If you check out the last call in that conversation, you can see that the agent initially generated an invalid tool call, but our validation was able to fix up the output before passing the payload on to our tools.

These are just a couple examples to highlight what you can accomplish with trustcall.

Explanation

You can write this yourself (I wrote and tested this in a few hours, but I bet you're faster)!

To reproduce the basic logic of the library, simply:

  1. Prompt the LLM to generate parameters for the schemas of zero or more tools.
  2. If any of these schemas raise validation errors, re-prompt the LLM to fix by generating a JSON Patch.

The extractor also accepts a dictionary of existing schemas it can update (for situations where you have some structured representation of an object and you want to extend or update parts of it using new information.)

The dictionary format is **schema_name**: **current_schema**.

In this case, the logic is simpler:

  1. Prompt the LLM to generate one or more JSON Patches for any (or all) of the existing schemas.
  2. After applying the patches, if any of these schemas are invalid, re-prompt the LLM to fix using more patches.

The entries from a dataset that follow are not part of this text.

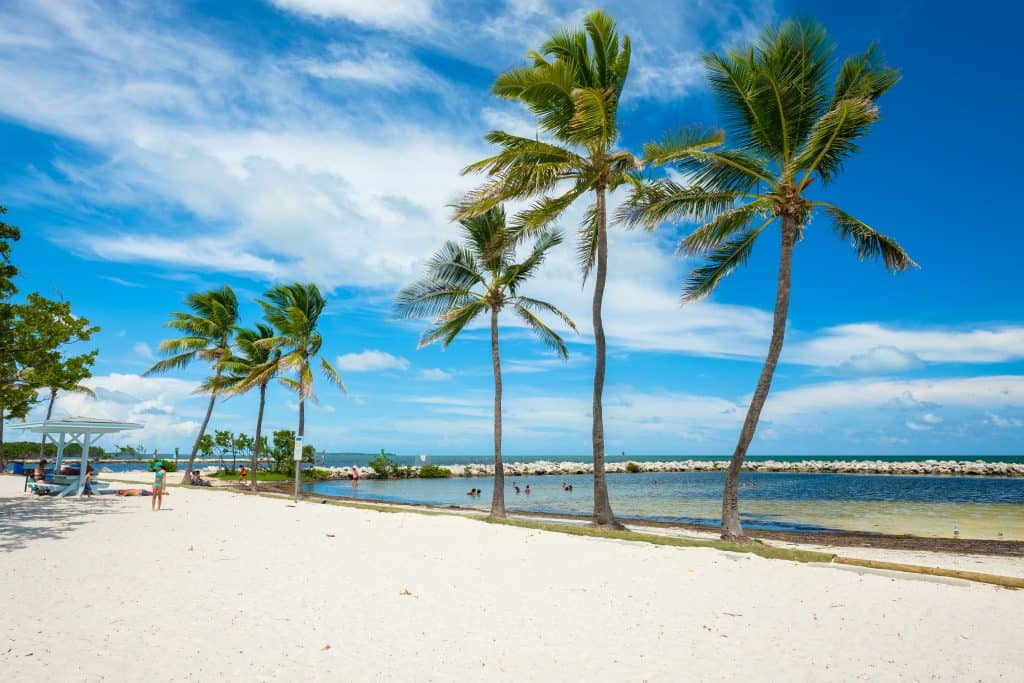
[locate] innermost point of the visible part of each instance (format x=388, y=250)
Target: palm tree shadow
x=28, y=518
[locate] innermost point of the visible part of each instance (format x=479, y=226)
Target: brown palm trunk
x=603, y=516
x=731, y=528
x=199, y=437
x=259, y=431
x=3, y=459
x=302, y=427
x=49, y=412
x=498, y=500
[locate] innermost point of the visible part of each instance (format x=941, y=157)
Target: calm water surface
x=979, y=507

trustcall also uses + extends some convenient utilities to let you define schemas in several ways:

  1. Regular python functions (with typed arguments to apply the validation).
  2. Pydantic objects
  3. JSON schemas (we will still validate your calls using the schemas' typing and constraints).

as well as providing support for langchain-core's tools.

Evaluating

We have a simple evaluation benchmark in test_evals.py.

To run, first clone the dataset

from langsmith import Client

Client().clone_public_dataset("https://smith.langchain.com/public/0544c02f-9617-4095-bc15-3a9af1189819/d")

Then run the evals:

make evals

This requires some additional dependencies, as well as API keys for the models being compared.